Even if you have no direct connection to the company, these leaks contribute to the growing pool of data that criminals combine with other breaches to build complete profiles. One exposed work email or phone number is often all it takes to link your gaming username, family photos, or children’s school details into a single target package.

The Doxxing and Identity-Chain Implications

Ransomware groups rarely stop at encrypting files. Once they exfiltrate data, they hold it for leverage, sale, or public release. The real danger lies in how one breach feeds the next. A single leaked work email from mattandsteve.com can be cross-referenced with credential-stuffing results from earlier breaches, revealing logins used on personal accounts. This chaining process turns an employer breach into household risk, exposing everything from online shopping histories to children’s gaming accounts that reuse the same password or recovery email.

Credential leaks like this one frequently cascade into account takeovers. Attackers use the fresh data to reset passwords on linked services, lock you out, and then demand payment or threaten to publish private information. Gaming platforms are especially vulnerable because young users often rely on parental emails or phone numbers that may have just been exposed.

Safepay Group’s Publicly Known Track Record

Public reporting attributes safepay with emerging in late 2024 as a ransomware-as-a-service operation. The group has claimed responsibility for attacks on mid-sized manufacturing, logistics, and retail companies across North America and Europe. Their typical playbook begins with initial access gained through phishing or exploited remote desktop protocols, followed by rapid lateral movement, data exfiltration, and deployment of ransomware. After encryption, safepay posts samples of stolen files on their leak site and sets extortion deadlines, threatening full publication if payment is not received. Past victims have faced demands ranging from tens of thousands to several million dollars, with public reporting indicating aggressive follow-up on social media and email when companies resist.

What to do

  • Run a DoxxScan to map every link between your handles, emails, phone numbers, and real-world identity so you can see exactly what chains back to the mattandsteve.com breach.
  • Rotate any password you ever used at mattandsteve.com or related services, then enable two-factor authentication through an authenticator app on every account where that password was reused.
  • Enable continuous DoxxScan monitoring across 15.4 billion breach records and more than 100 platforms so the next time your information surfaces you learn within hours rather than months.
  • Cover the entire household with DoxxScan family protection that includes dependents and children’s gaming accounts, which often become targets when parental credentials appear in leaks like this.
  • Let remediation specialists handle the follow-up work, including sending takedown requests to data brokers and monitoring for resale of the stolen mattandsteve.com files.

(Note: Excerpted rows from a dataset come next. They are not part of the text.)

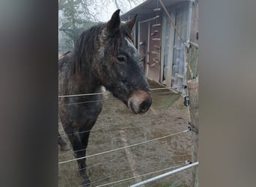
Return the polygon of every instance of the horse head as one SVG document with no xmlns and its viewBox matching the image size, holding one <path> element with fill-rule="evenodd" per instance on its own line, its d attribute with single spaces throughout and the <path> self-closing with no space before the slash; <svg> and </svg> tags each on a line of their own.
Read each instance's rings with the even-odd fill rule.
<svg viewBox="0 0 256 187">
<path fill-rule="evenodd" d="M 123 23 L 119 13 L 113 13 L 98 37 L 95 74 L 100 84 L 133 113 L 141 114 L 149 109 L 152 97 L 131 37 L 137 15 Z"/>
</svg>

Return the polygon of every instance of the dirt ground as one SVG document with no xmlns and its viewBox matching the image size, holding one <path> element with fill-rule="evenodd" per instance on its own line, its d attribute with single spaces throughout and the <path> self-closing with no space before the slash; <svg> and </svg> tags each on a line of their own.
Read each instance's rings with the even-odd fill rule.
<svg viewBox="0 0 256 187">
<path fill-rule="evenodd" d="M 151 84 L 150 88 L 159 86 Z M 152 106 L 143 115 L 132 114 L 111 94 L 104 94 L 103 108 L 91 132 L 87 156 L 187 129 L 189 114 L 183 96 L 168 90 L 153 91 L 152 94 Z M 69 143 L 67 136 L 63 138 Z M 72 150 L 59 150 L 58 162 L 73 158 Z M 86 163 L 91 186 L 129 186 L 177 168 L 187 160 L 191 160 L 190 132 L 91 156 Z M 189 169 L 144 186 L 190 186 L 191 177 Z M 61 187 L 80 186 L 76 161 L 58 165 L 58 183 Z"/>
</svg>

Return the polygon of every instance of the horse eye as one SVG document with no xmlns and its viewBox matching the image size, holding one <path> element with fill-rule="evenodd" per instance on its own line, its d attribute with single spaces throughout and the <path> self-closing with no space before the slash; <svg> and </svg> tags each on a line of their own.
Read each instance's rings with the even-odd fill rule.
<svg viewBox="0 0 256 187">
<path fill-rule="evenodd" d="M 118 61 L 120 63 L 124 63 L 127 61 L 127 57 L 125 55 L 120 55 L 117 57 Z"/>
</svg>

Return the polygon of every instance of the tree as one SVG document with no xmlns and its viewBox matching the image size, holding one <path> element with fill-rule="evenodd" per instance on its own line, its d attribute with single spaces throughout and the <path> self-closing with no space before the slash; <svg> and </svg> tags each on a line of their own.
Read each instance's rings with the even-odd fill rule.
<svg viewBox="0 0 256 187">
<path fill-rule="evenodd" d="M 59 51 L 68 50 L 82 31 L 100 21 L 109 4 L 121 13 L 144 0 L 58 0 Z M 101 17 L 100 17 L 101 16 Z M 63 34 L 64 33 L 64 34 Z"/>
</svg>

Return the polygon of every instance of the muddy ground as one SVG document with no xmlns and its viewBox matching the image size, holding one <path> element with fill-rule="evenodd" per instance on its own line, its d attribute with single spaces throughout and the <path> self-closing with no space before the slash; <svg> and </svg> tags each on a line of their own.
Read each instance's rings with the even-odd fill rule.
<svg viewBox="0 0 256 187">
<path fill-rule="evenodd" d="M 151 84 L 150 88 L 159 85 Z M 153 105 L 143 115 L 131 114 L 111 94 L 104 94 L 103 108 L 91 132 L 87 156 L 187 129 L 189 114 L 183 96 L 168 90 L 152 94 Z M 67 136 L 64 139 L 69 143 Z M 59 150 L 59 162 L 73 158 L 71 150 Z M 90 157 L 87 166 L 91 186 L 129 186 L 177 168 L 187 160 L 191 160 L 190 132 Z M 189 186 L 191 176 L 189 169 L 144 186 Z M 118 180 L 124 181 L 115 183 Z M 58 183 L 61 187 L 80 186 L 76 162 L 59 165 Z"/>
</svg>

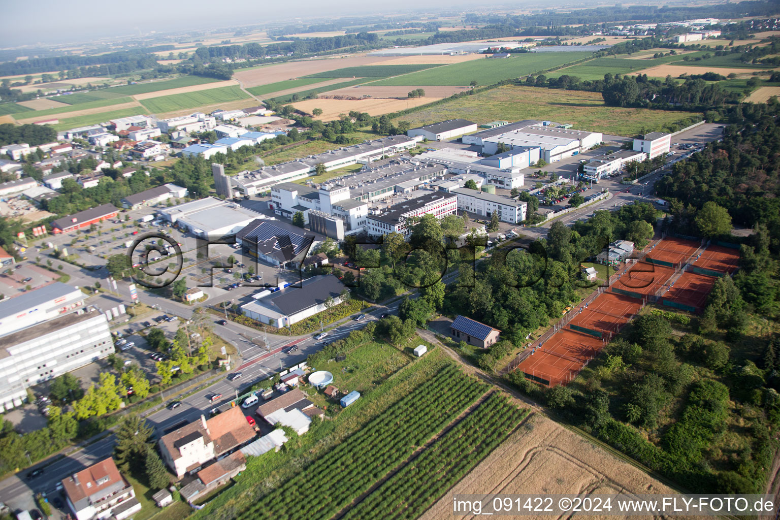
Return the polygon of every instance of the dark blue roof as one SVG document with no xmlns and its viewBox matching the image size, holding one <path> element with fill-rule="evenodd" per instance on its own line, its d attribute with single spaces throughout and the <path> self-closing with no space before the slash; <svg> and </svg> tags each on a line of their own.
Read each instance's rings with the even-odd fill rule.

The pace of ransomware leaks continues to accelerate, and waiting until your data appears on a dark-web forum is no longer a viable strategy. By acting quickly on the mattandsteve.com incident and similar exposures, you limit how far attackers can travel down the identity chain. DoxxScan by GalaxyWarden delivers continuous monitoring across 15.4B+ breach records and 100+ platforms, AI-powered identity-chain mapping, hands-on remediation by specialists, and full household coverage that explicitly protects children’s gaming accounts. Start your DoxxScan trial today and close the gaps before the next breach finds you.